Schulte Roth & Zabel LLP
Schulte Roth & Zabel LLP New York-based team litigates M&A disputes on behalf of hedge funds and private equity sponsors, ranging from post-purchase adjustments to defending against activist shareholders and proxy fights. Axar Capital Management and its former chairman relied on the team in the face of a derivative suit by StoneMor, Inc., alleging that Axar, as StoneMor’s majority shareholder, breached fiduciary duties when selling common stock to Axar; the matter was dismissed in January 2024. Randall Adams takes on shareholder class actions for his clients and is also well versed in representing investment firms and their boards in securities litigation. Former team head Michael Swartz departed to Quinn Emanuel Urquhart & Sullivan, LLP in March 2025.
Other key lawyers:
Randall Adams
Key clients
Aimia, Inc.
Axar Capital Management, LP
Empery Asset Management
Mill Point Capital LLC
Pantera Capital Management
Politan Capital Management LP
Work highlights
- Represented in two disputes among the shareholders of the Boar’s Head company, securing a judgement in September 2024 that granted the client the right to acquire up to 24% of the company’s shares.

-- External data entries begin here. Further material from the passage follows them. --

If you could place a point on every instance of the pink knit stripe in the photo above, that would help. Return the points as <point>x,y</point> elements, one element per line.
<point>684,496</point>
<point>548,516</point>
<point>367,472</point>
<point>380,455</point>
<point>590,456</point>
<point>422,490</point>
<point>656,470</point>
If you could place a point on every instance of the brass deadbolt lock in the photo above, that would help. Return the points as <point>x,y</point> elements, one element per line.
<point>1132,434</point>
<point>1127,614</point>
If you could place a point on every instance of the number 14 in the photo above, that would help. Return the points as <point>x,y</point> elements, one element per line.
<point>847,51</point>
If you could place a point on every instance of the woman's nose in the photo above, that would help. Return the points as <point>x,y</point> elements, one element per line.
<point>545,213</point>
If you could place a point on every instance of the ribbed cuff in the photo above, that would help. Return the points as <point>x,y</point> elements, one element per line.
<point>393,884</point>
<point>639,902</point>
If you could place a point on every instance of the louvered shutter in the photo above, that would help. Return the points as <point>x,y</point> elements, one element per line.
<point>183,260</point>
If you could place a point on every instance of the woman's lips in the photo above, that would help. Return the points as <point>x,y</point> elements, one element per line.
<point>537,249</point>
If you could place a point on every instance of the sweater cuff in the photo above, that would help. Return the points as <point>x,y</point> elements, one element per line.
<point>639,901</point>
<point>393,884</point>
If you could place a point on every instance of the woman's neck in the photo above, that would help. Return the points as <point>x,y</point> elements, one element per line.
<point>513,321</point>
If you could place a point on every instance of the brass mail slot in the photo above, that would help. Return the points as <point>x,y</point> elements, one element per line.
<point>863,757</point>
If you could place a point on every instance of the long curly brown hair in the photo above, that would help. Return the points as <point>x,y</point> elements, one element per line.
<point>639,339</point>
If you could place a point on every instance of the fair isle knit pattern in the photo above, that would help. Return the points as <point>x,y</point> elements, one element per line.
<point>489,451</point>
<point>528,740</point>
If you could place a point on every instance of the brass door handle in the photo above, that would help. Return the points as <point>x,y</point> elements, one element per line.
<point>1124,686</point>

- Represented Mill Point Capital in a lawsuit brought by LMM Capital Partners in relation to Mill Point’s acquisition of E&M.
Vinson & Elkins LLP
Vinson & Elkins LLP represents a plethora of corporate clients and private equity investors in disputes arising out of securities fraud and insider trading allegations linked to M&A and is also skilled in defending companies against shareholder activism and challenges to governance strategies. In Dallas, Craig Zieminski is experienced in tackling a broad range of shareholder suits. He leads the team alongside Michael Charlson, who works out of the firm’s San Francisco and Los Angeles offices, and specializes in shareholder derivative actions, securities litigation and allegations of material misstatements made by directors and officers in corporate transactions.